AstraZeneca devrait fournir neuf millions de doses supplémentaires de son vaccin COVID à l’UE après une dispute très médiatisée sur les pénuries.

Président de la Commission européenne Ursula Von der Leyen a annoncé que les jabs supplémentaires arriveront au cours des trois premiers mois de l’année, soit un total de 40 millions de doses pour cette période.

Elle a déclaré que le géant pharmaceutique commencerait les livraisons une semaine plus tôt que prévu – et qu’il étendrait sa capacité de fabrication en Europe.

AstraZeneca a récemment déclaré à Bruxelles que le nombre initial de doses qu’il pourrait fournir au bloc serait inférieur à ce que l’on pensait initialement, en raison de problèmes de fabrication – et cela a déclenché un différend sur les approvisionnements.
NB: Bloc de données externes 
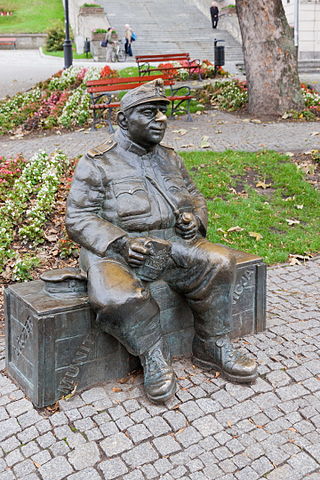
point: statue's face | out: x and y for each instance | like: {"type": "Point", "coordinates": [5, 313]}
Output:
{"type": "Point", "coordinates": [146, 123]}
La semaine dernière, le fabricant de médicaments anglo-suédois a déclaré qu’il pourrait procéder à des livraisons à l’UE et a offert huit millions de doses supplémentaires au bloc pour tenter de désamorcer le conflit.

Mais un responsable de l’UE a déclaré que c’était bien en deçà de ce qui avait été initialement promis, car AstraZeneca s’était engagé à au moins 80 millions de tirs au premier trimestre de l’année.

Le bloc souffrant de pénuries d’approvisionnement d’AstraZeneca, Bruxelles a imposé des contrôles à l’exportation de vaccins.

Cependant, l’UE rétrogradé en déplacement vers déclencher l’article 16 du Protocole d’Irlande du Nord et outrepasser une partie du Brexit accord pour contrôler les expéditions de jabs.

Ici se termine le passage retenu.